The dust has settled. Europe have convincingly won the Ryder Cup by 7 clear points. Here’s our take on the weekend's events.
Le Golf National, as a golf course, was an authentic test of ‘European’ golf with accurate play and strong course management being rewarded. Hit it in the deep rough off the tee and you were struggling to make the green in regulation. Hit it on the fairway and you could find a birdie on nearly every hole. Golf as it should be. Thomas Bjorn, as is his right, set up the course to suit the array of ball strikers at his disposal and got rewarded for it. The Americans never got the hang of it and this was their biggest downfall.

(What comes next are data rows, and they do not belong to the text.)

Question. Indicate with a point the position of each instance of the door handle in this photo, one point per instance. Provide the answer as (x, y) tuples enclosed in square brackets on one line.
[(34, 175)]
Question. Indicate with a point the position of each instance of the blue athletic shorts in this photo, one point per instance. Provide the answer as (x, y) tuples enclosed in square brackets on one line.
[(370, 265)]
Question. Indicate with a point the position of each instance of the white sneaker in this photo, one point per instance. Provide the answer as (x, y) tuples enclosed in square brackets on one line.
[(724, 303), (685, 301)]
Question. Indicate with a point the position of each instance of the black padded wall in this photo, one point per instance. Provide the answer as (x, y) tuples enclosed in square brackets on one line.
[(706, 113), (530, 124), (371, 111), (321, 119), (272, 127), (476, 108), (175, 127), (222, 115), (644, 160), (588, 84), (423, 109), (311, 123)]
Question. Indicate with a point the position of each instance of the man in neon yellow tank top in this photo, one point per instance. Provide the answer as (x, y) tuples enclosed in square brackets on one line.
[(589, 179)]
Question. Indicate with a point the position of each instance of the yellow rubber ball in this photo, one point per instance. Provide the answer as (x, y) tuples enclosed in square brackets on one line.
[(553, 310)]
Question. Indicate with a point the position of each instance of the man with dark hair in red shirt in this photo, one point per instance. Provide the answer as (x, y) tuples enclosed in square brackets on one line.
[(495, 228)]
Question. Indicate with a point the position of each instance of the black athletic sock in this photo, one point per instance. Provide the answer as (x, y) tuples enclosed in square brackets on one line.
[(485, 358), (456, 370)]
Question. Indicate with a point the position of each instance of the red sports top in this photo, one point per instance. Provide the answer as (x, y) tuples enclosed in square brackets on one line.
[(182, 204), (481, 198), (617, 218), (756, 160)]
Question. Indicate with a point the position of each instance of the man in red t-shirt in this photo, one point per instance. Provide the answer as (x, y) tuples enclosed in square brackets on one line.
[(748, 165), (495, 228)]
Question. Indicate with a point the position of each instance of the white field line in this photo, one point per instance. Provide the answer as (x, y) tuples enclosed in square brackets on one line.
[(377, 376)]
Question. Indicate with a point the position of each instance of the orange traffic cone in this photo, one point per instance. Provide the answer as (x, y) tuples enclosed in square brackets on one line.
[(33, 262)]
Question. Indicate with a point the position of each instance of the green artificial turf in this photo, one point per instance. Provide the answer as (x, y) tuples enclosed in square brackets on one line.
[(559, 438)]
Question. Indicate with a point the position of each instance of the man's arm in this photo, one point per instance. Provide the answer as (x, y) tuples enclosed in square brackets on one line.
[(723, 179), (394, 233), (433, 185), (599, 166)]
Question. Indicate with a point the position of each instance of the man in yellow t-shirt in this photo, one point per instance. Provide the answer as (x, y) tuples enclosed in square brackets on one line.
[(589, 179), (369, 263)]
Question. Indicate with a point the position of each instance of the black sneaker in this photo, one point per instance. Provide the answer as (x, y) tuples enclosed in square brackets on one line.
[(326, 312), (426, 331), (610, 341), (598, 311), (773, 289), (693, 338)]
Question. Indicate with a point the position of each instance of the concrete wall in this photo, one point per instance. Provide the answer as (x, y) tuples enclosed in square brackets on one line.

Firstly I think it’s worth saying that despite everything that happened, Furyk was a true gentleman for the whole weekend. Handling himself with class, he was a credit to his nation and should be applauded for that. However, I worry for him. His picks didn’t perform (Woods, Mickelson and DeChambeau all failed to get on the scoreboard) and his pairings didn’t work. Expect an American inquest into what went wrong, with Furyk getting an unfair proportion of the blame when, ultimately, his big players did not perform when it counted.
Bjorn got everything right. His captain’s picks delivered. Even the contentious selection of Garcia was inspired, taking three points from four matches to become the all-time highest points scorer in Ryder Cup history. As previously mentioned, the course set up was perfect for his team and Bjorn learnt from the lessons of the first morning, to get his pairings spot on. Fleetwood and Molinari became the first European partnership to win four matches in a single Ryder Cup. Outstanding performance.
The big players didn’t perform. The Captain’s picks didn’t perform. The great Tiger Woods looked a shadow of the man that had just won the FedEx Cup finale. They didn’t show the same level of passion and cohesion as their European counterparts and the cracks are already becoming public. ‘Captain America’ Patrick Reed has already gone on the offensive, criticising both Furyk and Speith despite his own lacklustre performance.
They were everything the Americans weren’t. They had no weak link, everyone contributed and they had fun out on the course. Every two years, all twelve players walk into the dressing room without their ego’s and combine to get the best out of each other. It’s Europe’s greatest strength and the reason why they have made the Ryder Cup their own. Long may it continue.